I can 100% assure you there are others being built as I type this. The thing that absolutely amazes me is that WP has remained as popular as it has. Maybe the drama that is ongoing will really get some folks looking at viable alternatives. There is a lot of room for improvement with today's stack compared to the core WP codebase.

From a dev point of view, let's face it. "The Loop" sucks and it sucks badly.
 
The thing is, ClassicPress has admirably demonstrated why forking doesn't work in practical terms, so then you start looking at 'other CMSes' which by definition has to include the full weight of the ecosystem. And that's something a lot of the projects currently going at this haven't understood: WP's strength is not WP, its strength is the sheer scale of its ecosystem which started life 20 years ago when WP started.

If you were to actually look at WP today, aside from Gutenberg you'd have to go digging to understand what had changed between 10 years ago and now, because much of where it changed was in subtle ways (e.g. full site editing) - but the size and scale of the ecosystem is why it keeps going. It happened to be in the right place at the right time to make a seismic shift and its ecosystem has propped it up ever since.

It's also why Matt going after individual leaders in the ecosystem is such the bad move that it is because it tells other premium plugin authors 'hey, maybe you should think about finding another plugin ecosystem to live in if you want to keep having income'.

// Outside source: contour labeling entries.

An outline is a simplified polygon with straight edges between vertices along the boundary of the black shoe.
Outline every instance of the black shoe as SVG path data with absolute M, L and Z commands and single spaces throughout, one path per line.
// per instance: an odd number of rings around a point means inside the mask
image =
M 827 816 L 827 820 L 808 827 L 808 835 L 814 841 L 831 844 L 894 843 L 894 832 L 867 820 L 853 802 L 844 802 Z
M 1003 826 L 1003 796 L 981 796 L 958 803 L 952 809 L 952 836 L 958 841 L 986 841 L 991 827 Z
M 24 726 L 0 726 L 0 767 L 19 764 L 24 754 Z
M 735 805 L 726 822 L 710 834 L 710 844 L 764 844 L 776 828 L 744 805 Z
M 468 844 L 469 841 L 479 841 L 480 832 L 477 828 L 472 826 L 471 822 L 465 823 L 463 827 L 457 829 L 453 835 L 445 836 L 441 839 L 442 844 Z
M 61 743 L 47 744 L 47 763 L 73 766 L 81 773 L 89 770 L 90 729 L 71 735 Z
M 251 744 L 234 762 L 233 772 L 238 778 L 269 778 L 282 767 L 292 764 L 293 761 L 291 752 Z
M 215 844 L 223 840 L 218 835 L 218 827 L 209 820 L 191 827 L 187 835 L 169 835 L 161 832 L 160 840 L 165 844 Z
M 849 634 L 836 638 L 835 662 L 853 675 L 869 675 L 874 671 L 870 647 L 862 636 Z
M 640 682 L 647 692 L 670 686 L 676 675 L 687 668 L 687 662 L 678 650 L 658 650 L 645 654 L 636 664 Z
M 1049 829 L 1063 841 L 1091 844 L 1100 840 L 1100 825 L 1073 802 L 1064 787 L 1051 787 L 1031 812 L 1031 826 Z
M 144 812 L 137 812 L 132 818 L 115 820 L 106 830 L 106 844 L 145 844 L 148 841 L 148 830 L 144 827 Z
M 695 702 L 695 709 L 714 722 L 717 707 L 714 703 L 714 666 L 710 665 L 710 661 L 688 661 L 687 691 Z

Yes, you can absolutely replace a WP blog with CraftCMS or Drupal in a small scale of time, but the more plugins you have to replicate, the harder that task is and the more upfront effort that will be required to get there - and for almost anyone, that equates to a cost that has to be borne by someone.
 
In other news, Matt is so upset by this court injunction that the community Slack instance for community discussions... he's ragequit it.

I'm sick and disgusted to be legally compelled to provide free labor to an organization as parasitic and exploitive as WP Engine. I hope you all get what you and WP Engine wanted.

It was all fine when other people were giving you free labour and you were parasitically exploiting it, of course.
 
lol. I'm surprised he hasn't launched into the air yet with his arrogant attitude. There must be a rocket up his ass sometime soon.